Here's listening to Three Line from NPR. This is Taylor from Aromas, California. And
I love this show. I find it to be eye-opening, thought-provoking,
and just done really, really well overall.
Thank you all so much.
Part Two, The Invasion.
When World War II ended in 1945,
so did President Roosevelt's use of the Alien Enemies Act.
And for the rest of the 20th century, the law faded into the background,
even as the United States fought in more wars, without explicit declarations of war.
During that period, is it invoked again?
It is not.
Daniel Tischner is a professor of political science at the University of Oregon.
So after World War II, for the rest of the 20th century, it's not invoked again at all.
And why not?
Good question. I mean, it may be that this 18th century obscure law just faded into the woodwork as being something that was a relic of the past.
Clearly Congress and presidents had all kinds of control powers over non-citizens that they
could use that didn't require invoking this legislation.
So for instance, Dwight Eisenhower in the 1950s ordered a mass deportation of undocumented immigrants.

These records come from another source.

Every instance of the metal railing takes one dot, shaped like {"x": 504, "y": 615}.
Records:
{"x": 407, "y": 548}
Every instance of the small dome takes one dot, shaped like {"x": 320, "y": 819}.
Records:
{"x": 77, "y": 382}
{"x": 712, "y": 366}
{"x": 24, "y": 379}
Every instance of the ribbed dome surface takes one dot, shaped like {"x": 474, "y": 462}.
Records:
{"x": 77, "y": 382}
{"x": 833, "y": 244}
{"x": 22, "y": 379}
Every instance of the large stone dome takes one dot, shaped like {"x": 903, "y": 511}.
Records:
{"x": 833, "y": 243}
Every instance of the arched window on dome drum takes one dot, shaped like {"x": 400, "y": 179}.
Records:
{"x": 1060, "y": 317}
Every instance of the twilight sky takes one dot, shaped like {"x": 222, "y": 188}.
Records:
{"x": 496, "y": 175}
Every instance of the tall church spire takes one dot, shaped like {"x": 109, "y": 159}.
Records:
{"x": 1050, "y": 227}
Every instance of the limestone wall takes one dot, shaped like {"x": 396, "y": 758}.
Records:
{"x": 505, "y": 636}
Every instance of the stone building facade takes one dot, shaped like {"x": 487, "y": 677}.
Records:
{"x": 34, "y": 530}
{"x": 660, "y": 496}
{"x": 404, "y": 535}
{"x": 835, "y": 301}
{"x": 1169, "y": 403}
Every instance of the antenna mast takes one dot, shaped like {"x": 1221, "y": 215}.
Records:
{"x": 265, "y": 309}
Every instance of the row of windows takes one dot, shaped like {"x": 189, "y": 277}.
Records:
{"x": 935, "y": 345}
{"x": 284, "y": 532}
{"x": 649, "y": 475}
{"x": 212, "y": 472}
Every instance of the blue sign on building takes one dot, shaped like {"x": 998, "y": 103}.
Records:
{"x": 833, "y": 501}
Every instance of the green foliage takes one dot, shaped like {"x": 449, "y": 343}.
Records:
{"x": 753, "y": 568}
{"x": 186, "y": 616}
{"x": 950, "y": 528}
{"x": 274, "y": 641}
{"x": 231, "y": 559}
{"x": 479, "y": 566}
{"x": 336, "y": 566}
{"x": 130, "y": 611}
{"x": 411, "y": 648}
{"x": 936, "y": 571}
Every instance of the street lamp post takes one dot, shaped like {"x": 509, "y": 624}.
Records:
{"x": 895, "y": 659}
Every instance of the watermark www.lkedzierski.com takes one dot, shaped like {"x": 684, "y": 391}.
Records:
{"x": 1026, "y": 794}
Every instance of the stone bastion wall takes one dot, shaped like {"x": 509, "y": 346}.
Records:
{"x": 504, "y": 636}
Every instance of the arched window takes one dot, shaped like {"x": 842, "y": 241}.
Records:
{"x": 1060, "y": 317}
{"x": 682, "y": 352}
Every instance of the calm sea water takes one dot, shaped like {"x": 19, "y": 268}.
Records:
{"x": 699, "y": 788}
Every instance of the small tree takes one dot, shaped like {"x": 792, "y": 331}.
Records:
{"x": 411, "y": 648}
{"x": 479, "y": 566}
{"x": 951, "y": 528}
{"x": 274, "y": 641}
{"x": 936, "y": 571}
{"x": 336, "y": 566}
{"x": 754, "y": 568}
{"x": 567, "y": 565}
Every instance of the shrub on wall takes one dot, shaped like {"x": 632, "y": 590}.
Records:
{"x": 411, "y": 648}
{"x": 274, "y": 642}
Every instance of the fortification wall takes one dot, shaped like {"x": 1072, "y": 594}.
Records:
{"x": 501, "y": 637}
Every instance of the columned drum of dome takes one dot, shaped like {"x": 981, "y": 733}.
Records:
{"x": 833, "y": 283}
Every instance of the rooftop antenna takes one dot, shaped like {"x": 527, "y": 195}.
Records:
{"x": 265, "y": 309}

And it was a huge dragnet raid that involved US military, local police, state troopers
and so forth.
And tens of thousands of mostly Latine folks were rounded up, put on buses and driven across
the Mexican border.
It turned out that a number of those folks were Mexican American citizens, some of them
were legal permanent residents, they were not undocumented and so forth.
And so some of them were legal preceros.
But that's an example where, you know, he was able to basically push a button from the
Oval Office and do it, and did so without invoking this legislation.
It was basically the idea was, these are individuals who are suspect of being unauthorized in US
territory.
Therefore, in my enforcement powers as president, I am doing so.
To me, there's something really striking about the fact that there was so much both covert
and explicit power that the executive had, that these intelligence agencies had, that
these things could happen.
And you didn't even need to invoke, as you say, like this dusty law from the 18th century. So it makes me wonder, why is it that now, March 2025,
we suddenly hear about the Alien Enemy Act
all of a sudden after decades?
My sense is that as the Trump team
was preparing to enter office, they viewed this law and its powers for presidents as a way
to streamline the process of removing non-citizens. And so, you know, basically it's like deportation
on rocket power. Non-citizens have at least some due process, you know a possibility of having a day in court
if they face detention and removal.
And what the Alien Enemies Act does is it says
the president acting on behalf of keeping us safe,
on behalf of national security,
in repelling a foreign attack or an act of warfare
has the capacity on a collective
behalf to just remove you point blank end of story.
And something sticking in my head here that you said earlier,
when we're talking about the actual alien enemies act and
what it says, and this term that run brought up, invasion.
How is invasion being used right now to kind of justify the use of the Alien Enemies Act?
The argument that I think the administration is making
is that Latin American governments are run by drug cartels
and criminal organizations that are launching
state sanctioned invasions of narcotics
and unauthorized migrants into the country.
The key here, because it goes back to the law,
the law is saying either declared war
or a foreign government launching an invasion.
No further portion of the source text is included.